In our desire to provide sources of nectar for insects, we often are tempted to plant exotic plants which can provide beautiful flowers for the garden and hopefully nourish some of our "flying flowers", the wonderful butterflies. It is not always obvious how to balance native and exotic plants in the garden since certainly one would prefer to use native plants whenever possible. However natives may not always flourish in a given place, and they may not provide abundant flowers at all times of the year. Of course many of us inherited plants in our gardens when we purchased a house and find it difficult to remove flourishing but perhaps non-productive flowering exotics. One problem I face in our yard is that of plumbago, the shrub from S. Africa that is widely planted in Florida, Texas and California. It has pretty blue flowers, blooms profusely and is non-invasive. So is it a "good exotic" to have in the garden? The answer is NO ! But the reason may surprise you- not just because it is an exotic but because its the nectar in its flowers is not available to most insects in N. America. Look at the attached photo I took in our yard of a honeybee hopefully checking out the plumbago for a quick lunch- but to no avail. The problem is that the corolla tube, where the petals are fused into a long tubular structure holding nectar at the bottom, is very long relative to the length of the tongue or proboscis of the bee, or almost any other local insects. Thus they can look but not drink! So this flower is essentially useless as a provider of nectar for butterflies. In its native S. Africa it is known to attract butterflies and to act as a larval food plant. Some birds have figured out a solution to this problem by piercing the base of the flowers and "stealing" nectar.

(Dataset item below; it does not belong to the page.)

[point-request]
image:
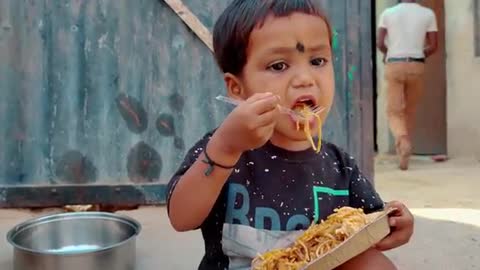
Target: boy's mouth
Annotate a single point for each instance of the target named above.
(302, 101)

Another common example of this problem with long corolla tubes is Ixora, the beautiful red tubular flower from India. Once you recognize this situation you can now examine your garden for unproductive flowers, at least from the perspective of hungry nectivores. This will require a fundamental change in your perspective about your garden- to carefully re-examine all of your plants on the basis of their usefulness to butterflies. So get out there and watch each of your flowers and see if the butterflies are actually able to feed from them.